IJCAI-17 Tutorial: Energy-based machine learning - Introduction
In this tutorial, we will provide an overview with concrete examples of energy-based machine learning (EBML) methods that capture dependencies between variables by associating a scalar energy term, where the objective of learning is to minimize this energy or maximize the likelihood of data. Starting with an introduction to the early foundations of deep learning in EBMLs like Boltzmann machines and their deep variants, we will cover recent work in using EBMLs for unsupervised and supervised learning of temporal sequences as well as deep reinforcement learning.
Energy-based models (EBMLs) form the basis of deep learning, and provides a common theoretical framework for many learning models, including traditional discriminative and generative approaches, as well as graph-transformer networks, conditional random fields, maximum margin Markov networks, and several manifold learning methods. EBMLs capture dependencies by associating a scalar energy (as a measure of compatibility) to each configuration of the variables. Inference, i.e., making a prediction or decision, consists of appropriately setting the values of observed variables from data and finding values of the remaining variables that minimize the energy. Learning in EBMLs consists of finding a minimum energy configuration with the use of a suitable loss function, which is minimized during learning. Overall, we aim at introducing EBMLs to the wide AI audience, survey the key elements of the methodology and the most recent developments, and make AI practitioners aware of the set of tools that have been developed for applying EBMLs on real-world problems.

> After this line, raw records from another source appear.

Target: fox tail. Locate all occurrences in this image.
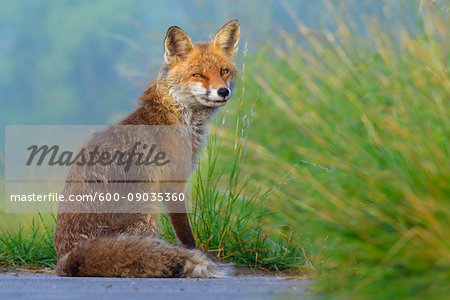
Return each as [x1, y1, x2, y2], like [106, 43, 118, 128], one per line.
[56, 234, 231, 278]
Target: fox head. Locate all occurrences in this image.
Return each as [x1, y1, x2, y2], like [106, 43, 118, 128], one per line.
[164, 20, 240, 108]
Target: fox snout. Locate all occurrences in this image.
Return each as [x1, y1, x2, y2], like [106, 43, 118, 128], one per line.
[217, 87, 230, 99]
[190, 82, 232, 107]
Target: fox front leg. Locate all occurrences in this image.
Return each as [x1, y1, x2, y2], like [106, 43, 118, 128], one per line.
[165, 201, 195, 248]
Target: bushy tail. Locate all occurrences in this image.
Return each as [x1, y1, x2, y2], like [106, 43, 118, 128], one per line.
[56, 234, 230, 278]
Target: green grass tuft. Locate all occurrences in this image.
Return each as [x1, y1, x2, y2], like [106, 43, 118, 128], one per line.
[0, 215, 56, 269]
[163, 134, 306, 271]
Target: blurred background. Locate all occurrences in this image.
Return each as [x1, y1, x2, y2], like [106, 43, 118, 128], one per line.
[0, 0, 450, 299]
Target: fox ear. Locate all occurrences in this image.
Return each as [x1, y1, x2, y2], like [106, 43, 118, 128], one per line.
[164, 26, 194, 65]
[213, 20, 241, 57]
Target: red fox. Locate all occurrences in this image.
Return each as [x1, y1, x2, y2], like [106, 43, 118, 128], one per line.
[55, 20, 240, 277]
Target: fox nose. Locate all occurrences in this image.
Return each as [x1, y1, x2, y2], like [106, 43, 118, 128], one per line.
[217, 88, 230, 98]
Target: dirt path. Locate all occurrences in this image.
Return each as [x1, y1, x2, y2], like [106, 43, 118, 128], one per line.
[0, 273, 314, 300]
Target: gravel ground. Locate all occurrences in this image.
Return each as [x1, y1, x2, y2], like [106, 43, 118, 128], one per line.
[0, 273, 315, 300]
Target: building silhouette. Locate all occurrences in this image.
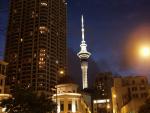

We will start with the introduction to the Boltzmann machine as a model for energy-based generative learning with spatial patterns or image data, along with its extensions like restricted Boltzmann machines that form the basis for the early success in deep learning. Although the early Boltzmann machines were less suitable for temporal sequence modeling, recent variants in combination with recurrent neural networks, like recurrent conditional restricted Boltzmann machines have been successful in this domain. Although powerful, EBMLs typically require approximate inference and learning procedures, and such drawbacks will be discussed. We will specifically focus on a recent model called dynamic Boltzmann machines (DyBM) that have been shown to give state-of-the-art results for both generative modeling of time-series as well as for supervised time-series prediction. Specifically, the DyBM provides methods for exact learning with limited computational resources. This will be juxtaposed with previous EBMLs to showcase the advantages and disadvantages compared to older models. Finally, we will give an introduction to reinforcement learning using EBML models as function approximators and discuss their use cases and success in comparison to deep reinforcement learning.